第17話 野獣は野獣

 なんということだ。凄まじく素敵な女性だった。あんな女性がまさか特撮に……アルファイターに興味を示すなんて。

 逃げるように大型レンタルビデオ店を出た後、大吾は足早に渋谷駅に向かって歩きながら、先程出会った女性のと声を思い返していた。

 さっさと背中を向けてよかった、と彼は思う。一瞬の邂逅だったのでなんとか顔を見られずに済んだかもしれないが、あれ以上話していたら、自分の顔のコワさに早々に気付かれていただろう。自分がサングラス越しにでも女を震え上がらせる顔をしていることは重々承知だった。ああして素早く立ち去るので正解だったのだ。

 ……それにしても、素敵なの女性だった。いや、断じてイヤらしい意味ではないのだ、と大吾は誰にともなく脳内で言い訳する。彼女の姿を目にした時のあの衝撃は、そう、酒田監督が自分の身体を芸術品と称するのと同じ。服の上からでもわかる、バネのようにしなやかな肢体。すらりと細長い手足は、戦場で民を導く聖女ジャンヌを思わせる輝きを放っていた。

 せめて顔を覚えていれば、また会うこともできたのかもしれないが……。

 その女性の顔面について、大吾は自分でも驚くほど何も覚えていなかった。あの女性は眼鏡をかけていただろうか、かけていなかっただろうか。長髪だったろうか、短髪だったろうか。なぜ自分は、彼女の顔を見なかったのだろう――。

 いやいや、と大吾は歩きながら首を振る。自分のような野獣が彼女ともう一度会ったところで何になる。怖がらせてしまうのが落ちだ。人並みに女性と接することなど、自分には許されていないのだ。

 ならば、せめて――

「よっしゃ」

 大吾は駅の改札を通りながら小さく呟き、気合を入れ直した。せめて、頑張ってアルファイター・エイトを演じ続けよう。あんな素敵な女性がアルファイターに興味を示してくれているのなら、一層の誇りを持って仕事に打ち込もうじゃないか。


「兄ちゃん、機嫌良さそうだね」

 大吾が自宅の食卓で母親の作り置きした夕食をぱくついていると、背後から妹の千佳ちかが声をかけてきた。

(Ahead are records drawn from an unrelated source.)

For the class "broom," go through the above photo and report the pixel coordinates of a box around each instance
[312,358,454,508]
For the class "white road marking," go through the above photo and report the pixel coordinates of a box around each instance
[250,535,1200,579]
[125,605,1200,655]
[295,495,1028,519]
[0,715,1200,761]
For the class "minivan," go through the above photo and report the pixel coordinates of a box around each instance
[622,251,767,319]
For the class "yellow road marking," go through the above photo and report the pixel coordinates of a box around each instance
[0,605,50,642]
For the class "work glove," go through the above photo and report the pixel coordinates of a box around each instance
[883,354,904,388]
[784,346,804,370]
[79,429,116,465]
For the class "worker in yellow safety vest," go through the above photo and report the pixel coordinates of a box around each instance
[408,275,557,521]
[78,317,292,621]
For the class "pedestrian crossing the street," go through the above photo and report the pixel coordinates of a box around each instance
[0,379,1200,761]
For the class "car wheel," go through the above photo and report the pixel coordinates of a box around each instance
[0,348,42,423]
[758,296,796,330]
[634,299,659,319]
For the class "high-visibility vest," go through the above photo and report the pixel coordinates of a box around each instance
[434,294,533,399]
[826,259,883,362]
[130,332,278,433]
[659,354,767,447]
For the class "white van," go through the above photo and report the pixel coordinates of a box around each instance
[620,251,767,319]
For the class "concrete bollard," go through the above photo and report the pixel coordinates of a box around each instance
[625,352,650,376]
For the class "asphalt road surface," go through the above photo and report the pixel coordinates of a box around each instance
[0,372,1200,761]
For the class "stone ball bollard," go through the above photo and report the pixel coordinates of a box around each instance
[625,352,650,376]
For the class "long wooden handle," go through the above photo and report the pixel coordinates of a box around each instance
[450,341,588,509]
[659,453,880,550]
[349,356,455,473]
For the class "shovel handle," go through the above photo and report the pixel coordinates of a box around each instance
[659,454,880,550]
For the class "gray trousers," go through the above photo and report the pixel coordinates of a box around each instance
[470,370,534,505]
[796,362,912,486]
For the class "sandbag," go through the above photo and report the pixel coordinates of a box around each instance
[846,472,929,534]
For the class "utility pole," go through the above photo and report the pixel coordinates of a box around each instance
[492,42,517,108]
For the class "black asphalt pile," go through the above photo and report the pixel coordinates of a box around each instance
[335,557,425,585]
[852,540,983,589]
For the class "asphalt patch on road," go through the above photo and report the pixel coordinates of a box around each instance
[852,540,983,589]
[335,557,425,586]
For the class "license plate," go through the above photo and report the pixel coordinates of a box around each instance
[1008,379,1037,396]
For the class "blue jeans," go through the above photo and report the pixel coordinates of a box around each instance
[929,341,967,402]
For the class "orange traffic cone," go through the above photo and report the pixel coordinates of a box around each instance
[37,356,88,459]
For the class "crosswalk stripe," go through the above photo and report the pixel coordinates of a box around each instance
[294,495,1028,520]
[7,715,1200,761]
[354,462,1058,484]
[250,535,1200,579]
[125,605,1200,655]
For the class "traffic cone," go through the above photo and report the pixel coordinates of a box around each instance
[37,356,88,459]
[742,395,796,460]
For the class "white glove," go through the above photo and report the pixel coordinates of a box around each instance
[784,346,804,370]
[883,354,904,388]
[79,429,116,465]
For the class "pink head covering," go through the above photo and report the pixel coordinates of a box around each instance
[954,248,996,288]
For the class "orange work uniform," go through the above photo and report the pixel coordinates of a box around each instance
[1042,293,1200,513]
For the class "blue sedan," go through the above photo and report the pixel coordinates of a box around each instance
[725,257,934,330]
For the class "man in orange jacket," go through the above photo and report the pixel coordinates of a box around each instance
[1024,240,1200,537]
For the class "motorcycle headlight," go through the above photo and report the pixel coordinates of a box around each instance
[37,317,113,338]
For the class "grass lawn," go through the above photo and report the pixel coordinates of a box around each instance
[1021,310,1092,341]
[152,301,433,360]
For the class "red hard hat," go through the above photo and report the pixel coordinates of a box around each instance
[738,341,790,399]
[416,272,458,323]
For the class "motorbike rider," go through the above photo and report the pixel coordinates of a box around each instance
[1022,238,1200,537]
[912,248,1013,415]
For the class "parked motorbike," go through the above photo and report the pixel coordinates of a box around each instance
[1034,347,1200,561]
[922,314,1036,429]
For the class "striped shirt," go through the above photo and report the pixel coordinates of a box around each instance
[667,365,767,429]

 大吾は振り向かず「そうか?」と答える。身内とはいえ、向こうが覗き込んでこない限りは顔を見せないのが、思春期の妹に対する兄貴としてのせめてもの優しさだった。

 ところが、今日の千佳は自ら食卓の向かいに回り込み、積極的に大吾と顔を合わせてきたのだ。

「……やっぱ、顔コワい」

「なんだ。ケンカ売ってんのか?」

「うぅん。親友をこんな野獣に会わせるわけにはいかないな、と思って」

 千佳はそう言って、笑い半分、溜息半分といった顔を見せる。……俺と似た顔に生まれなくて本当によかったな、と大吾はしばしば妹の幸運に心の中で拍手を送っている。

 ――それはともかく、なんだ? 今の話は。

「なんだよ、俺を親友に会わせるって」

「聞く? 聞いちゃいます? おにいさま」

 茶碗の飯をかきこむ大吾の向かいで、千佳は絶妙な角度で大吾の顔面から視線を逸らしながら、スマホを片手でもてあそんでいる。

「あたしの友達に、エイト様大好きなコがいるのよ。それで、兄ちゃんがエイトのスーツアクターやってるって言ったら、会わせて会わせてーってずっとお願いされてるの」

「なんで言うんだよ、身内がエイトのアクターだなんて」

「話の流れっていうか? あたしも後悔しておりますー、ごめんなさいー」

「……で、俺にどうしろって」

「どうしろとも言わないよ。そりゃ親友のお願いは叶えてあげたいけど、同時に夢を壊しちゃうのもイヤじゃん? だから、兄ちゃんにはせめて、これからも顔を明かさない裏方に徹しててほしいなってハナシ」

 勝手なことを言う妹だ。親友とやらに会ってくれと言われないのはよかったが、会わせる会わせないの決定権が自分にあると思っているあたりが、なんというか、あまりにもティーンエイジャーだ。仮にお願いされたって応じるわけないだろうが。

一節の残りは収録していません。